|
|
|
|
|
by Terretta
490 days ago
|
|
> To generate the perfect 817 math examples for LIMO, they used state of the art models like R1 to filter down from an initial pool of 10 million math problems. In other words, a whole lot of intelligence was used to craft a maximally informative and distilled set of fine-tuning data The paper, and this comment, seem awfully reminiscent of creating a textbook of curated "maximally informative and distilled" set of cognitive examples to teach students with foundational learning a next level of reasoning. The last few years of LLM progress have shown we can predict human "reasoning" responses to inputs by modeling likely human responses as if LLM generated. Put another way, most responses are not particularly reasoned, but chain of tokgen*. Sit near someone who "talks to herself" while doing problems and it's even more evident. --- * tokgen definition: Listen to conversations in a cafeteria.
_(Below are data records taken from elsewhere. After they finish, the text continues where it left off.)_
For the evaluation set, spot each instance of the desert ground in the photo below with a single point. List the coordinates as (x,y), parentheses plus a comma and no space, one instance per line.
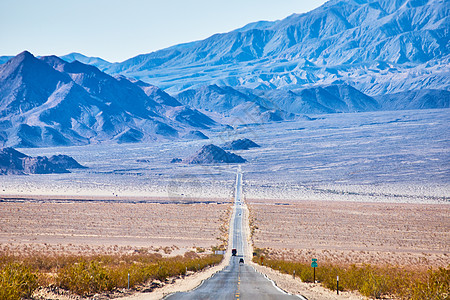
(111,227)
(353,232)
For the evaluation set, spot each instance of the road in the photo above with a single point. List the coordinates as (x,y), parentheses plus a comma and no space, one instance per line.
(236,281)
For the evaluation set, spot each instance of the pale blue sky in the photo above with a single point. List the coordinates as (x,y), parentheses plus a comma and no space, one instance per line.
(119,29)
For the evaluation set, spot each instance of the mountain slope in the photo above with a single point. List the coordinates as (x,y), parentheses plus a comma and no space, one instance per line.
(377,46)
(48,101)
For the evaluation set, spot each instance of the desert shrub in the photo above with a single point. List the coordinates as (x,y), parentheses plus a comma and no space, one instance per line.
(435,287)
(17,281)
(372,281)
(86,275)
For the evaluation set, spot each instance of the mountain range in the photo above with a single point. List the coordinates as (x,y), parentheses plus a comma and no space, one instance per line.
(49,102)
(377,46)
(345,56)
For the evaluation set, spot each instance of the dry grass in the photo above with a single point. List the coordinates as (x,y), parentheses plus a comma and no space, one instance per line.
(82,226)
(87,275)
(353,233)
(371,281)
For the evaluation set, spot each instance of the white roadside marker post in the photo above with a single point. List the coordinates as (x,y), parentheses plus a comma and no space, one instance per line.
(337,285)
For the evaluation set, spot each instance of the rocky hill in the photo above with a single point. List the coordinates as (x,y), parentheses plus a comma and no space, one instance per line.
(13,162)
(377,46)
(50,102)
(212,154)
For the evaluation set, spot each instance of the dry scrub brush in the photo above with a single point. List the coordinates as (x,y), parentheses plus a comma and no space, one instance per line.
(87,275)
(371,281)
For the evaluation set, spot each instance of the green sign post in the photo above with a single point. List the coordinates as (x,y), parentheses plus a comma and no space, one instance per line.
(314,265)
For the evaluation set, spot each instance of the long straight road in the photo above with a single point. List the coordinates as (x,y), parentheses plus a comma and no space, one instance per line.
(236,281)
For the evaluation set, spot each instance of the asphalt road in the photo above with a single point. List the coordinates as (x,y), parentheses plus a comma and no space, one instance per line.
(237,280)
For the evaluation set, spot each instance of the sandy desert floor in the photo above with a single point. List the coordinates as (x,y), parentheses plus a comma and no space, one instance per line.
(353,232)
(109,227)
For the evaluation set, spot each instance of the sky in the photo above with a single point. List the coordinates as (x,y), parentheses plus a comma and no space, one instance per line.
(116,30)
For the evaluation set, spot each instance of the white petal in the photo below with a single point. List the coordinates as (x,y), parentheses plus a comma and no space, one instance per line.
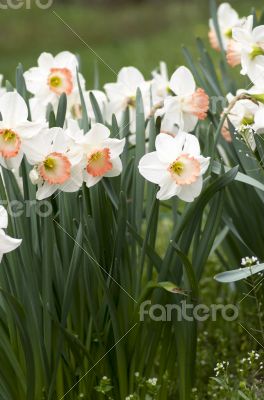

Many are something other than thoughtful, responses that follow the prompts, with near perfect predictability. To differentiate from these responses and speech that comes after a pause and reflect, one can use the labels thought versus token generation or tokgen. |
|
The 800+ training samples, each containing solutions with detailed reasoning steps, were primarily generated by DeepSeek r1 and advanced models. The reasoning processes within these training solutions are crucial. It's possible that the advanced models have encoded these reasoning processes through the generated samples. Given a sufficiently large model, it can effectively restore such reasoning weights, effectively adding a delta from DeepSeek r1, among others.
Therefore, it's not surprising that, with relatively few fine-tuning data, Qwen 2.5 has achieved such significant improvements.
This is merely a conjecture. Further research is needed to analyze and visualize the changes in network weights before and after fine-tuning.